Faithful to the old customs, the great festival of the year on our farm was Christmas Eve. That day the labourers knocked off work early, and my mother presented to each one, wrapped up in a cloth, a fine oil-cake, a stick of nougat, a bunch of dried figs, a cream cheese, a salad of celery, and a bottle of wine.

Then every man returned to his own village and home to burn the Yule log. Only some poor fellow who had no home would remain at the farm, and occasionally a poor relation, an old bachelor for example, would arrive at night saying:

“A merry Christmas, cousin. I have come to help you burn the Yule log.”

Then, a merry company, we all sallied forth to fetch the log, which according to tradition must be cut from a fruit-tree. Walking in line we bore it home, headed by the oldest at one end, and I, the last born, bringing up the rear.

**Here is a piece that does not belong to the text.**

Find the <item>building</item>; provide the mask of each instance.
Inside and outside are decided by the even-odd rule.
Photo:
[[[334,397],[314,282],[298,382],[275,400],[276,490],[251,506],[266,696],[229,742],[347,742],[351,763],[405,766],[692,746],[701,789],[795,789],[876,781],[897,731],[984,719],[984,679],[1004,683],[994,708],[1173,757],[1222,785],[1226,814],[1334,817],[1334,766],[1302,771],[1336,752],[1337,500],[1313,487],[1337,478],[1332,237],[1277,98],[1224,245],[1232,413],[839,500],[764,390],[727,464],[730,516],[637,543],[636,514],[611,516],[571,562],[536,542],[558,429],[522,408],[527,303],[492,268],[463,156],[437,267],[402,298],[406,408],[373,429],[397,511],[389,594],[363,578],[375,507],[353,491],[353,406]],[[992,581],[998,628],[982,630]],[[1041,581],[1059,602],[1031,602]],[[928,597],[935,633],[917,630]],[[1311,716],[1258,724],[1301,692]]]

Three times we made the tour of the kitchen, then, arrived at the flagstones of the hearth, my father solemnly poured over the log a glass of wine, with the dedicatory words:

“Joy, joy. May God shower joy upon us, my dear children. Christmas brings us all good things. God give us grace to see the New Year, and if we do not increase in numbers may we at all events not decrease.”

In chorus, we responded:

“Joy, joy, joy!” and lifted the log on the fire-dogs. Then as the first flame leapt up my father would cross himself, saying, “Burn the log, O fire,” and with that we all sat down to the table.

Oh, that happy table, blessed in the truest sense, peace and joy in every heart of the united family assembled round it. In the place of the ordinary lamp suspended from the ceiling, on this occasion we lit the three traditional candles, regarded by the company not without anxiety, lest the wick should turn towards any one—always a bad augury. At each end of the table sprouted some corn in a plate of water, set to germinate on St. Barbara’s Day, and on the triple linen tablecloths[3] were placed the customary dishes, snails in their shells, fried slices of cod and grey mullet garnished with olives, cardoon, scholium, peppered celery, besides a variety of sweetmeats reserved for this feast, such as hearth-cakes, dried raisins, almond nougat, tomatoes, and then, most important of all, the big Christmas loaf, which is never partaken of until one-quarter has been bestowed on the first passing beggar.

During the long evening which followed before starting out for the midnight Mass, gathered round the log fire we told tales of past days and recalled the grand old folks who were gone, and little by little my worthy father never failed to come back to his favourite Spanish wars and the famous siege of FiguiÈres.

On New Year’s Day, again, our home was the centre of hospitality, and we were greeted at early dawn by a crowd of our poorer neighbours, old people, women and children, who came round the farm-house singing their good wishes for the coming year. My father and mother, with kindly response, presented to each one a gift of two long loaves and two round ones. To all the poor of the village we also gave, in accordance with the tradition of our house, two batches of bread.

Every evening my father included this formula in his evening prayer:

Did I live a hundred years
A hundred years I would bake,
And a hundred years give to the poor.

At his funeral the poor who mourned him said with fervour: “May he have as many angels to bear him to Paradise as he gave us loaves of bread.”

This is a picture of the simple and noble patriarchal life of Provence in my youth.